Free Support Forum -

Invisible (zero-width) space characters not causing line breaks in PDF converted from DOCX file

We have a DOCX file that contains, among other resources, a long string of numbers and characters separated at various locations by a specific character. We decided to place the unicode zero-width breaking space character \u200B directly after each of these separating characters.

In our DOCX file, this produces the expected result, which is nicely-formatted line breaks.

But, when converting this DOCX file to a PDF document using Aspose.Words, the characters no longer offer the lines a chance to break. Is this a known issue, and if so, is there an alternate character we can use that will satisfy the PDF converter?

I have attached a screenshot of the DOCX (properly formatted) on the top, with the converted PDF on the bottom. Note how the PDF only breaks on actual spaces and hyphens, while the DOCX breaks on our unicode character.
Hi Craig,

Thanks for your inquiry. Could you please attach your input Word document (.docx file) here for testing? I will investigate the issue on my side and provide you more information.

Best regards,

Thank you very much for the quick response. Attached is the Word document that we’re converting.

Please let me know if there’s any additional information/data you need.

Hi Craig,

Thanks for your inquiry.

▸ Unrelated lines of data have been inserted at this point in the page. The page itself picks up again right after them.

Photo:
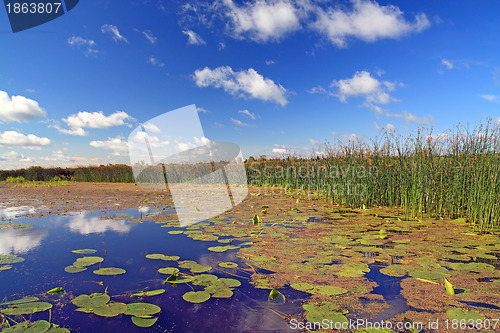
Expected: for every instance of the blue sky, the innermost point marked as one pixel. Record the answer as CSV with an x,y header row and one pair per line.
x,y
269,75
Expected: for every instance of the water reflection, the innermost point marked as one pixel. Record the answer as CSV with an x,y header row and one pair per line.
x,y
13,212
20,241
94,225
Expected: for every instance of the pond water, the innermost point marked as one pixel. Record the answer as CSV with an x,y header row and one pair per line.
x,y
46,244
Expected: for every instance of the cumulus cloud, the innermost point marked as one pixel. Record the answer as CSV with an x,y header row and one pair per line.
x,y
238,122
87,44
155,62
114,32
13,138
362,84
262,20
411,118
193,38
18,108
243,83
77,122
247,113
117,145
366,20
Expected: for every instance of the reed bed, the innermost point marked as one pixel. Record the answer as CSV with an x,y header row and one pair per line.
x,y
451,175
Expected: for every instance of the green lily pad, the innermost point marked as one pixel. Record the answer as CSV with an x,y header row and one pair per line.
x,y
39,326
110,271
328,290
223,293
26,308
54,291
302,286
87,261
111,309
196,296
22,300
228,264
84,251
461,314
93,301
149,293
162,257
72,269
231,283
204,279
142,309
144,322
168,270
10,259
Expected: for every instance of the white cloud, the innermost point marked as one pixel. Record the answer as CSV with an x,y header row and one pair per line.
x,y
411,118
94,225
367,21
248,113
114,32
77,122
262,20
491,98
193,38
13,138
314,142
117,145
363,84
18,108
244,83
149,36
448,64
155,62
238,122
87,44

I have attached a PDF file that is produced on my side here for your reference. Could you please also create and attach here a screenshot that highlights the problematic areas in this PDF file? I will investigate the issue further and provide you more information.

Best regards,

Thank you for your response, I apologize for the holiday delay.

Attached is a screenshot of a comparison of (1) the PDF output you provided and (2) my original Word document.

Please note how the content in the Word document properly fills the width of the table, breaking on the invisible spaces, while the PDF document seems to only break on the dashes, and on actual spaces in the word-based content. Also note that this premature line breaking in the PDF output causes the PDF version to require 4 lines of text to print the contents, while the Word document only uses 3.

Thanks again, let me know if you need any additional information.

Hi Craig,

Thanks for the additional information.

While using the latest version of Aspose.Words i.e. 11.11.0, I managed to reproduce this issue on my side. I have logged this issue in our bug tracking system. The issue ID is WORDSNET-7585. Your request has also been linked to this issue and you will be notified as soon as it is resolved.

Sorry for the inconvenience.

Best regards,

The issues you have found earlier (filed as WORDSNET-7585) have been fixed in this .NET update and this Java update.

This message was posted using Notification2Forum from Downloads module by aspose.notifier.